# Fishing from Destin to Indian Pass



## Captdroot (Jan 18, 2012)

Would like to fish 1-4 times a month. Retired, M-F is fine. Florida native, with too many years of salt water fishing. Seamanship, trailer backing, boat maintenance, gaffing Cobia, shooting sharks..... I can handle it. Watching kids catch fish..... any more, that's as good as gets.

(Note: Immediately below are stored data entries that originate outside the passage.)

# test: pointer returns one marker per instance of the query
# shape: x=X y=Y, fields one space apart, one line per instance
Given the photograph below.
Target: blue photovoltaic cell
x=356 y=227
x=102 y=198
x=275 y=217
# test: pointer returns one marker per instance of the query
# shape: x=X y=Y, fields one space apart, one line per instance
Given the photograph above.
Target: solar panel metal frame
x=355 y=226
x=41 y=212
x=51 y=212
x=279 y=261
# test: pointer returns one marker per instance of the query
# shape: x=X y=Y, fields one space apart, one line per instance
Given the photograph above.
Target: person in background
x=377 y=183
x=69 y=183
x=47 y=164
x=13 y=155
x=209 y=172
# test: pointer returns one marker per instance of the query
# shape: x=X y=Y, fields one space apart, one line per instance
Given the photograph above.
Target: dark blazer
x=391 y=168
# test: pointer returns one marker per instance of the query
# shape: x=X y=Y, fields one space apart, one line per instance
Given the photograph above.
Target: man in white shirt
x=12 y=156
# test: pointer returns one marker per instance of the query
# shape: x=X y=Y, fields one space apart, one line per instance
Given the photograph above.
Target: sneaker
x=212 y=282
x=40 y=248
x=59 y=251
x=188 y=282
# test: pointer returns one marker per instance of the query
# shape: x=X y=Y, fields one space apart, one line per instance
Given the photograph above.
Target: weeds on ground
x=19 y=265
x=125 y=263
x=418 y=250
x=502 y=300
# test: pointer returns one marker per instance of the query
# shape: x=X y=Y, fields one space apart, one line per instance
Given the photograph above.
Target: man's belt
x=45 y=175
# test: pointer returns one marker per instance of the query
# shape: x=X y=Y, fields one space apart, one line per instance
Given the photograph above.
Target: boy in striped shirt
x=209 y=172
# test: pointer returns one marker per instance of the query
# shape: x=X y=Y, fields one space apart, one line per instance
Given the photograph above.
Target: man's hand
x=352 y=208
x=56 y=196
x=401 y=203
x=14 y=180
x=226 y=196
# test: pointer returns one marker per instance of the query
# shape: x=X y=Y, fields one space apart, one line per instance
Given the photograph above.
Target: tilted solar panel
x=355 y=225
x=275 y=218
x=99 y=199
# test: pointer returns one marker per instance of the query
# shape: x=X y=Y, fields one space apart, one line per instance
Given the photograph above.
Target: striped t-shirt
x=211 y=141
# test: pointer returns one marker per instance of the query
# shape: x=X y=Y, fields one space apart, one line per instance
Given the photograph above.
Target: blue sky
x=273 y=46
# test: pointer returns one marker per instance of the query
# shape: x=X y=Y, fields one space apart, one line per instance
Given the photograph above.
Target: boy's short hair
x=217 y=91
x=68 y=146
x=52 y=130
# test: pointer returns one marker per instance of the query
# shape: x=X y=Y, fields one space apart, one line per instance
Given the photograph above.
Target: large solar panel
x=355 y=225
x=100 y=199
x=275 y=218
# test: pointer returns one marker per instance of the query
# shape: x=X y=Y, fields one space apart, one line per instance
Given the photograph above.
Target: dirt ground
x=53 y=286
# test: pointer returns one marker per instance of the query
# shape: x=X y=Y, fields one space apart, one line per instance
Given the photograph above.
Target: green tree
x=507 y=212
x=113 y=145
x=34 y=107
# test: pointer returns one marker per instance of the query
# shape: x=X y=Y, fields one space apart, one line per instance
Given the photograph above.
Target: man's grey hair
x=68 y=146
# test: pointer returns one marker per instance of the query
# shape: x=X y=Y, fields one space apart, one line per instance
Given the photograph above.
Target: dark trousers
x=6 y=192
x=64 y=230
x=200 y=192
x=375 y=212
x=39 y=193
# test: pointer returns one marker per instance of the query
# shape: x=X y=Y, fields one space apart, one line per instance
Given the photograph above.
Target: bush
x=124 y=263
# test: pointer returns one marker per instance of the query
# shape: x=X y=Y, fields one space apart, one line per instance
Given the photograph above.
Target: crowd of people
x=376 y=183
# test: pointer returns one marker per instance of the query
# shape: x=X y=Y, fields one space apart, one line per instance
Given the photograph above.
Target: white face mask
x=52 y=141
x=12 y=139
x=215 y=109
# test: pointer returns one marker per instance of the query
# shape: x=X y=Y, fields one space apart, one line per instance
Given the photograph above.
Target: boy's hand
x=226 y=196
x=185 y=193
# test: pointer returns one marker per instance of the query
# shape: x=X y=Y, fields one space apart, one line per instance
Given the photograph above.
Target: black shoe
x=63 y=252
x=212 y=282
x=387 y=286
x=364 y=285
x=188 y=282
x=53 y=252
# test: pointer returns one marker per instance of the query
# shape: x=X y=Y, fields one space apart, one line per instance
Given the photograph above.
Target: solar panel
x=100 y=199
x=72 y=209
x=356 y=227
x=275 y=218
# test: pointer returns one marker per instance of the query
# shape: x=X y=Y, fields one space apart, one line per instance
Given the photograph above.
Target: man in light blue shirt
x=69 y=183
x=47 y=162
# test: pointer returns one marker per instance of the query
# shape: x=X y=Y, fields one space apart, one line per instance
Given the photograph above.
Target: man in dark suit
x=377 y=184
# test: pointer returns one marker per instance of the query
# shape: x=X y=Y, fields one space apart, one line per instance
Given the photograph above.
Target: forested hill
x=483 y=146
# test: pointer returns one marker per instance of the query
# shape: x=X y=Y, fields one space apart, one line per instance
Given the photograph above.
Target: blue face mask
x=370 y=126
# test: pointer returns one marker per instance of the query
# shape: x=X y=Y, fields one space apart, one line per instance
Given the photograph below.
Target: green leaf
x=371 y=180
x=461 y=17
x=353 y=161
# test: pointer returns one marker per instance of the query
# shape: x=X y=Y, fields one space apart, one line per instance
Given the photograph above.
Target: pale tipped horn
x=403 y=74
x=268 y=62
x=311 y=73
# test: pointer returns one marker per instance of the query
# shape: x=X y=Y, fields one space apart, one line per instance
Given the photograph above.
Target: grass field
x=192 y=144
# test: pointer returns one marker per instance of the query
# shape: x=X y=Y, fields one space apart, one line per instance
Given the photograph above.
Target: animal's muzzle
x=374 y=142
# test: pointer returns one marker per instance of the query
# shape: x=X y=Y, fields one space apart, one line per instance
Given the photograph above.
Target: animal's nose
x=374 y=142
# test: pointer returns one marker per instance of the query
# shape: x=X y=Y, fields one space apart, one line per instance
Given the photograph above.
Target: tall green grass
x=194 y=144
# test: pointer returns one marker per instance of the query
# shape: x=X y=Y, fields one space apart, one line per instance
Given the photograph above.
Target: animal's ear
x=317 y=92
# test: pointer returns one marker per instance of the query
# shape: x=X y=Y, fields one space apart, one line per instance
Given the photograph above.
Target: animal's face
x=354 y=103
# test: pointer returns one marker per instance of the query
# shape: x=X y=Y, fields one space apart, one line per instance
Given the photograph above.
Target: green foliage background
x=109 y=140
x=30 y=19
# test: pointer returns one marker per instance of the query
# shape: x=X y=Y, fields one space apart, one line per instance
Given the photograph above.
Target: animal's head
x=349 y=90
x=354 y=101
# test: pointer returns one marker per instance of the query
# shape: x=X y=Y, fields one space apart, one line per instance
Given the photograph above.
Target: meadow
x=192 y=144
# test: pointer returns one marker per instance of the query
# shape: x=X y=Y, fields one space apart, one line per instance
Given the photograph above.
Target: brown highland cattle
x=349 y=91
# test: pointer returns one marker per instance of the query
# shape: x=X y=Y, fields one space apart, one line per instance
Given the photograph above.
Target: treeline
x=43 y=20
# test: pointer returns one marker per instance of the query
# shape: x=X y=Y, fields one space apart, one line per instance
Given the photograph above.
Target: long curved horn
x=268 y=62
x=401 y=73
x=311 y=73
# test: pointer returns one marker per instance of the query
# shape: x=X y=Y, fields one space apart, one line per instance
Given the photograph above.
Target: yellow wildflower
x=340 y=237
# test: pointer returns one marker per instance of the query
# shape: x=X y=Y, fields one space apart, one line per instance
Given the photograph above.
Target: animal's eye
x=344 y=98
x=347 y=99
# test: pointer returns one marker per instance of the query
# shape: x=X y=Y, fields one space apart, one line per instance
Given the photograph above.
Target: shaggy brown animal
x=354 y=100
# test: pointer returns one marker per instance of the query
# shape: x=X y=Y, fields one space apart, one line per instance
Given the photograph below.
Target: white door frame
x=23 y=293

I always have dependable transportation, $50-100 towards expenses, & my alarm clock is very reliable; I'll be there.


----------



## Captdroot (Jan 18, 2012)

It's been a week, with two very calm days. I'll up date this a couple more times. Inshore or offshore, either is great. Both are improving as we head towards spring.


----------



## Captdroot (Jan 18, 2012)

Been a month since my post.


----------



## 24ft fishmaster (Apr 26, 2012)

I'm still here in Milton run out of pensacola just got motor rebuilt doing a shake down if wind lays down


----------



## Captdroot (Jan 18, 2012)

Fishmaster, glad to here you are getting that boat back into action. Thanks for keeping my name. I'm just trying to keep my drive this side of Defuniak Springs. Destin is sorta pushing it, because of that traffic south of I-10. PC is a good. Indian Pass is too. I have an old friend who's been trying to come down from the Macon area, but he's run into some health issues.


----------



## Captdroot (Jan 18, 2012)

bump for last call.


----------



## bdharris (Jul 26, 2012)

I fish destin some if you would like to go pm me with your number


----------



## Tiki P (Apr 5, 2014)

*Fishing*

I sent you a PM Capt. Let me know.


----------



## Captdroot (Jan 18, 2012)

thanks for the interest


----------